The President’s budget proposes a total of $320.5 million for nursing workforce programs, focusing on increasing the number of certified nurse midwives to expand maternal health care options and access as well as grow the nursing workforce to support sustaining labor and delivery services. Within the $20 million proposed increase, the budget provides a $10 million increase for the Advanced Nursing Education program and a $10 million increase for the Nurse Education, Practice and Retention program – all other Title VIII programs are funded at their fiscal 2023 levels. The budget also proposes $10 million for a Health Care Workforce Innovation program to incentivize the development of innovative ways to recruit and train health professionals to accelerate progress in addressing workforce shortages.
The budget also continues to advocate for the administration’s priorities of permanently extending enhanced premium tax credits for Affordable Care Act marketplace plans, creating a Medicaid-like coverage program for people who live in the 10 states that have not expanded Medicaid eligibility, lengthening continuous Medicaid and Children’s Health Insurance Program eligibility for children from 12 months to 36 months and allowing states to implement continuous eligibility from birth to age 6.
Biden Pushes Plans to Forgive Student Loan Debts
President Biden continues to try to salvage his campaign pledge to relieve student loan debts after the Supreme Court struck down an initial plan last year. Days after heralding its latest student debt forgiveness plan, the Biden administration announced another round of loan cancellation through existing debt relief programs, cancelling a total of $7.4 billion in debts with most of relief going to 206,800 borrowers enrolled in the “Saving on a Valuable Education” (SAVE) repayment plan, bringing the total loan forgiveness approved by Biden to $153 billion for nearly 4.3 million people. The latest action will allow SAVE enrollees who borrowed less than $12,000 to have their debt wiped clean after 10 years of payments, compared with wait periods of 20 to 25 years under other income-driven repayment (IDR) plans. Another 65,700 borrowers who have been repaying their loans for more than 20 or 25 years will also have their balances canceled through a temporary waiver of IDR rules. Earlier this month the White House released plans that could lower or erase loan balances for more 30 million Americans, approving $146 billion in loan forgiveness for 4 million public servants, defrauded students, disabled borrowers and other groups entitled to cancellation under existing programs.
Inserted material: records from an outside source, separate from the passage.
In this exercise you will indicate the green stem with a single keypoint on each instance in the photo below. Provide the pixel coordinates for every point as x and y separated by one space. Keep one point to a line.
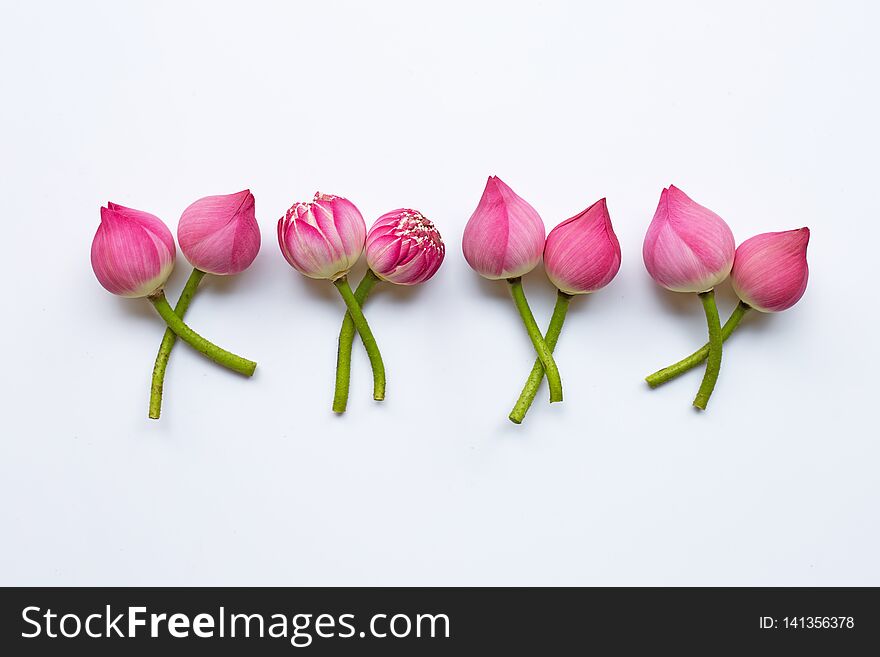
168 340
713 362
544 354
360 323
686 364
346 341
527 396
197 342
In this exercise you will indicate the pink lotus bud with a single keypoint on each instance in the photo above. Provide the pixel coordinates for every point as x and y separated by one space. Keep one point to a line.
688 248
582 254
219 234
133 252
322 238
404 247
770 270
504 238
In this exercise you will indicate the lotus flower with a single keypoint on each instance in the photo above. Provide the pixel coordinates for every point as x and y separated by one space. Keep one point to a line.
770 271
404 248
132 256
688 248
582 254
769 274
133 252
322 238
219 234
504 238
Working through a through a negotiated rulemaking process, the Department of Education plans to released proposed regulations in the coming weeks that would create new paths to loan forgiveness for more borrowers who owe far more than they originally borrowed because of interest, those who have been paying for at least 20 or 25 years, those who attended career training programs that led to high debt loads or low earnings, those who are eligible for existing forgiveness programs but never applied, and those experiencing hardship. A key feature of the plan is the elimination of up to $20,000 in accrued interest regardless of a borrower’s income. Single borrowers earning less than $120,000 or married couples earning less than $240,000 could qualify to have all of their accrued interest forgiven if they are enrolled in an income-driven repayment plan.